- Zest Protocol to launch in Q2 to offer on-chain Bitcoin capital markets.
- Borrowers and lenders just need a Bitcoin address to participate in Zest Protocol.
- The team is getting ready for testnet by the end of Q1 and launch at the end of Q2.
Introducing Zest Protocol — an on-chain Bitcoin capital market that aims to offer undercollateralized BTC loans for institutional borrowers. In other words, it can be referred to as the Orange Bitcoin liquidity for institutional borrowers and Zesty yields for individual BTC lenders.
According to a Twitter post by TychoOnnasch, Zest is committed to building DeFi on Bitcoin. Zest Protocol is designed to offer liquidity providers sustainable Bitcoin yield through professionally managed lending pools. Whereas for institutional borrowers, it offers undercollateralized on-chain Bitcoin financing without constant fear of liquidation.
Zest Protocol intends to turn Bitcoin into a productive asset that will achieve the next wave of institutional adoption. Thus, Zest is attempting to bring the lending market on-chain by bootstrapping an on-chain Bitcoin yield curve.

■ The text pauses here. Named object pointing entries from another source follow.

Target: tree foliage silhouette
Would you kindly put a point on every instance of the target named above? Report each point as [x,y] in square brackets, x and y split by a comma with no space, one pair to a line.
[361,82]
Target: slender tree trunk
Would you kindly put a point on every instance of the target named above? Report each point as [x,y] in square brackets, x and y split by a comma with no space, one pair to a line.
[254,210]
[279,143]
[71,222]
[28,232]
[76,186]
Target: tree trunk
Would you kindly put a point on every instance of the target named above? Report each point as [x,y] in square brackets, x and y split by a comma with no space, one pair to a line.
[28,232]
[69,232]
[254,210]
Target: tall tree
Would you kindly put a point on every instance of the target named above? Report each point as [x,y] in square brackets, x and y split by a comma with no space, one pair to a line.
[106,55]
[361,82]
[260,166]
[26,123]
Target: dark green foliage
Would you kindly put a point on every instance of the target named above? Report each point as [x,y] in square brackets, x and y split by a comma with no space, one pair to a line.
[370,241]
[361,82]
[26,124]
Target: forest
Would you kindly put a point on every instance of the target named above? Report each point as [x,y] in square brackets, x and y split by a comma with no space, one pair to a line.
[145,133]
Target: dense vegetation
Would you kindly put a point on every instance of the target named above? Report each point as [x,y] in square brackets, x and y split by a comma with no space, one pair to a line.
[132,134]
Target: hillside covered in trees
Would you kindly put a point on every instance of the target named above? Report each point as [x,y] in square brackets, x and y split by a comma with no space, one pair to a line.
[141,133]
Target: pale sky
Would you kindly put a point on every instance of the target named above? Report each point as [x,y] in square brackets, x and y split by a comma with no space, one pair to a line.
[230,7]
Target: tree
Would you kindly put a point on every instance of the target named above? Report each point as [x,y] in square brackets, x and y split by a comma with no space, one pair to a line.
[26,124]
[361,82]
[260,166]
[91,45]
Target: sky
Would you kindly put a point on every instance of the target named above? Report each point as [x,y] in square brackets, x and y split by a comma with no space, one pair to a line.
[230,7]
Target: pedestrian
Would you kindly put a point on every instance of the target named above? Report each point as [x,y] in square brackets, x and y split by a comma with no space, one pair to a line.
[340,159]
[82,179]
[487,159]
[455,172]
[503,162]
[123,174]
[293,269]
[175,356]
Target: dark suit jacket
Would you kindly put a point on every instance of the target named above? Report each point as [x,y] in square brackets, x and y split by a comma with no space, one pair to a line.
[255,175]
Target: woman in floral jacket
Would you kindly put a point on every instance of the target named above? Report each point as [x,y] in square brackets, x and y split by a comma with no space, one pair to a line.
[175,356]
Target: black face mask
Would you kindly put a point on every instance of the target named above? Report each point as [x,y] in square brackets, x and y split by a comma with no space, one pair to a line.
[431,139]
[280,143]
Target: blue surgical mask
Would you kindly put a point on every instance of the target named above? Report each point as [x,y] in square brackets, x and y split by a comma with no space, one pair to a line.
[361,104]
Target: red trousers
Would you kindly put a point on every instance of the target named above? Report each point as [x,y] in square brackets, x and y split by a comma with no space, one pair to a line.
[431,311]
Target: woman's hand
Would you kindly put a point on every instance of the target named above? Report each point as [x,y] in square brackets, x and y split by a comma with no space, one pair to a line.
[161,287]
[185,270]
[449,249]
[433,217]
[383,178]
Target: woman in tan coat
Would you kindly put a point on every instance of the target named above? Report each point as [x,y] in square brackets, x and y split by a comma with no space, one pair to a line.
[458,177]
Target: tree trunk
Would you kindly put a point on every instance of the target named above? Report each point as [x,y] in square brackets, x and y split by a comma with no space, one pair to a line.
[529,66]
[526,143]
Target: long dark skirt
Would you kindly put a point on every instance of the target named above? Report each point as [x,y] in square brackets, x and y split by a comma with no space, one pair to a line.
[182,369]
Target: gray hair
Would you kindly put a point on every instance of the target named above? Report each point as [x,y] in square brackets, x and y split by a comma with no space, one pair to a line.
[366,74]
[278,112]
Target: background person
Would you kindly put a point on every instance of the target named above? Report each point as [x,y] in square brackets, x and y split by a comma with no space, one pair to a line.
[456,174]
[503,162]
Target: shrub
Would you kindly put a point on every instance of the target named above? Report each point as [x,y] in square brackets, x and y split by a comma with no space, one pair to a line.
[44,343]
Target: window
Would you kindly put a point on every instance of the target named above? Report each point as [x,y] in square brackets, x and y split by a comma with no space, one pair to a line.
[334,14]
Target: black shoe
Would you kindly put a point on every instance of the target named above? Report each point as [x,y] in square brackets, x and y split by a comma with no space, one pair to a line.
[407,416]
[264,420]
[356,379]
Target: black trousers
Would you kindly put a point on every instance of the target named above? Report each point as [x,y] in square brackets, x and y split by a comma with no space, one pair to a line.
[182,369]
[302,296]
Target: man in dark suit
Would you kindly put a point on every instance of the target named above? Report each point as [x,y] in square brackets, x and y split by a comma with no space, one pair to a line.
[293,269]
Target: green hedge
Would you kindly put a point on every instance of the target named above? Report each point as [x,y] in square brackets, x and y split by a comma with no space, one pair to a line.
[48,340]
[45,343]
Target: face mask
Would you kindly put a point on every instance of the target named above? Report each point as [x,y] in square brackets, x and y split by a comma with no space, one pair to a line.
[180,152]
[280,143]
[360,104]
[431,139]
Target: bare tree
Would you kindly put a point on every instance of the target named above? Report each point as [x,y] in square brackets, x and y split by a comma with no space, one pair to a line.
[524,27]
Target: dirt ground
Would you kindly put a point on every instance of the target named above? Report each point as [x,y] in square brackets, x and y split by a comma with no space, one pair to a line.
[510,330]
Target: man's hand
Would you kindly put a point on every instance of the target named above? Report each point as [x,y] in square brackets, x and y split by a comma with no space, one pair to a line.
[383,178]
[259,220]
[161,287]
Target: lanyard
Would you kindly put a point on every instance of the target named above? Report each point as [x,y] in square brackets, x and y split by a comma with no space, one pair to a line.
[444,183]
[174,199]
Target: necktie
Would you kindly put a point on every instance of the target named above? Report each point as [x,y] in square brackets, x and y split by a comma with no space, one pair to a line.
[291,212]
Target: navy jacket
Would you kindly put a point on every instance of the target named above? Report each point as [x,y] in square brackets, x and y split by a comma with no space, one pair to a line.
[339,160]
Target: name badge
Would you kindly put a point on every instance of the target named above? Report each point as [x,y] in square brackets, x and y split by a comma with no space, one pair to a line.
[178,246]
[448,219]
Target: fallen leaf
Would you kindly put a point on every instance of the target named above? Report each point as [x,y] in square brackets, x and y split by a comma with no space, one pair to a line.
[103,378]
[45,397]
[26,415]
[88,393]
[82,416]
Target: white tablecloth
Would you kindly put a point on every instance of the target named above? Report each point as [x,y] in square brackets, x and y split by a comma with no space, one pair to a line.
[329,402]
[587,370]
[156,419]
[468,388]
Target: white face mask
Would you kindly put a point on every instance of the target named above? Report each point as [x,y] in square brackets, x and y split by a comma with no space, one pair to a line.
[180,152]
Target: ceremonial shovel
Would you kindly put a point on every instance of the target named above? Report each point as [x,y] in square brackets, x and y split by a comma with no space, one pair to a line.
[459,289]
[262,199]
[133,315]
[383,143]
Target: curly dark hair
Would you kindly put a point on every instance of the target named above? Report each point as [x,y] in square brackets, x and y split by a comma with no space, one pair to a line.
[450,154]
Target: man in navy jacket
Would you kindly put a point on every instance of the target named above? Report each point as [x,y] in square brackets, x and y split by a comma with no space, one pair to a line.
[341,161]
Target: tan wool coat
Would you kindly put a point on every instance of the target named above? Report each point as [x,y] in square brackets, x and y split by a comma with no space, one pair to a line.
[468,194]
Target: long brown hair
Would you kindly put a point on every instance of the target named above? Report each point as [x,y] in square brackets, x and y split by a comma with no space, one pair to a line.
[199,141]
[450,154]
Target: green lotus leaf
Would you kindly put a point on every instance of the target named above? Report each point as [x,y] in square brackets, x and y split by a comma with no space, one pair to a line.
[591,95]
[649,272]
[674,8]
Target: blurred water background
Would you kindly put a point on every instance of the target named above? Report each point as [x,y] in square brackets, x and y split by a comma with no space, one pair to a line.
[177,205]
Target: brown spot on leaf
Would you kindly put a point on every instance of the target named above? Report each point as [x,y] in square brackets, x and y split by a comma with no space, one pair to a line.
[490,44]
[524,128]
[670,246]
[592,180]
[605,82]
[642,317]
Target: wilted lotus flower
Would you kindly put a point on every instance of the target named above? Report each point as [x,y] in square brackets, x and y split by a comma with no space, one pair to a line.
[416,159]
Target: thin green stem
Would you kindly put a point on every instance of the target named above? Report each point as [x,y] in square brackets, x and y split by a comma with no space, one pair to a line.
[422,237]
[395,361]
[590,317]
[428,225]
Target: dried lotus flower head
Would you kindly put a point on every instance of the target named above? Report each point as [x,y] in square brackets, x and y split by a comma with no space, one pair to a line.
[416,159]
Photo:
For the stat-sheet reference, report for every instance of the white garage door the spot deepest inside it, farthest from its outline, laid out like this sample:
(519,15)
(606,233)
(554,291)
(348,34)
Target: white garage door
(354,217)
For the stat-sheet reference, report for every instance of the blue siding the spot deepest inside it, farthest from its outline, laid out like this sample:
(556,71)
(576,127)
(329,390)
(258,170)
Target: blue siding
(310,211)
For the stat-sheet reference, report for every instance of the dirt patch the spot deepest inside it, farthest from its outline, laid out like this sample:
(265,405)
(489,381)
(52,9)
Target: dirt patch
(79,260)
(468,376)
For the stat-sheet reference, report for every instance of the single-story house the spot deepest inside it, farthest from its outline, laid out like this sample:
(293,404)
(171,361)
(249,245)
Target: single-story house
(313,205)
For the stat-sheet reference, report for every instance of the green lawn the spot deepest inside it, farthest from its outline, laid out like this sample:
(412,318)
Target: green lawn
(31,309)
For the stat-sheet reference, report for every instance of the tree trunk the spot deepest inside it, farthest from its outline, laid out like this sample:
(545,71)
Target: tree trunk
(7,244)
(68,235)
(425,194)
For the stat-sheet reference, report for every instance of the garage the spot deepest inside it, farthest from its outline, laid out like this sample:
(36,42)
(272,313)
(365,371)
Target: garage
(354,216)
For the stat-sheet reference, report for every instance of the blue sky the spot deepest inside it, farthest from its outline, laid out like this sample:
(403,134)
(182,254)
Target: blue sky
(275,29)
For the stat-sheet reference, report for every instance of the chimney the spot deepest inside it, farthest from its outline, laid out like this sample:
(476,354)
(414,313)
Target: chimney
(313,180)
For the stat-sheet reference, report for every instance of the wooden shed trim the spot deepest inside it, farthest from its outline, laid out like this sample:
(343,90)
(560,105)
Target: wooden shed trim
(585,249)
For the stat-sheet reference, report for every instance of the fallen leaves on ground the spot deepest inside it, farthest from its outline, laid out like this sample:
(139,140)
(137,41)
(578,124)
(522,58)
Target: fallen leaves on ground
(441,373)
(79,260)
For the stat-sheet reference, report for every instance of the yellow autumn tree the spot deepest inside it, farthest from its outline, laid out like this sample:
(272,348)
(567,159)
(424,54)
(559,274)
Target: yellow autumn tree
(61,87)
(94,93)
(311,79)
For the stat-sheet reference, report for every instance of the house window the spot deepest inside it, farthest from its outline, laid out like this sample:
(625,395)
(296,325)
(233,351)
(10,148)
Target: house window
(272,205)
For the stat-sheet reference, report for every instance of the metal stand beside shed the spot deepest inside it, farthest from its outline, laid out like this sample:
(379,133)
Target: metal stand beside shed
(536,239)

What’s more, borrowers and lenders only need a Bitcoin address to participate in the Zest Protocol. Upon that, pool delegates interact with the Stacks network to whitelist borrower BTC addresses and manage liquidations.
However, in the future, Zest’s team plans to issue tokenized receipts of Bitcoin loans to lenders. In turn, it will create fixed-income Bitcoin bonds that can be traded on secondary markets. It will also be fully non-custodial and these bonds will be fully composable across DeFi.
The Zest team says they are working on the contracts at the moment. In addition, they expect to be ready for testnet by the end of Q1 2022. More than that, Zest will be going through multiple audits and will launch at the end of Q2.
At this stage of development, the Zest team announces that it is open to institutions looking for Orange liquidity or Zety yields. To cap all, they are exploring partnership opportunities with pool delegates, borrowers, and liquidity providers.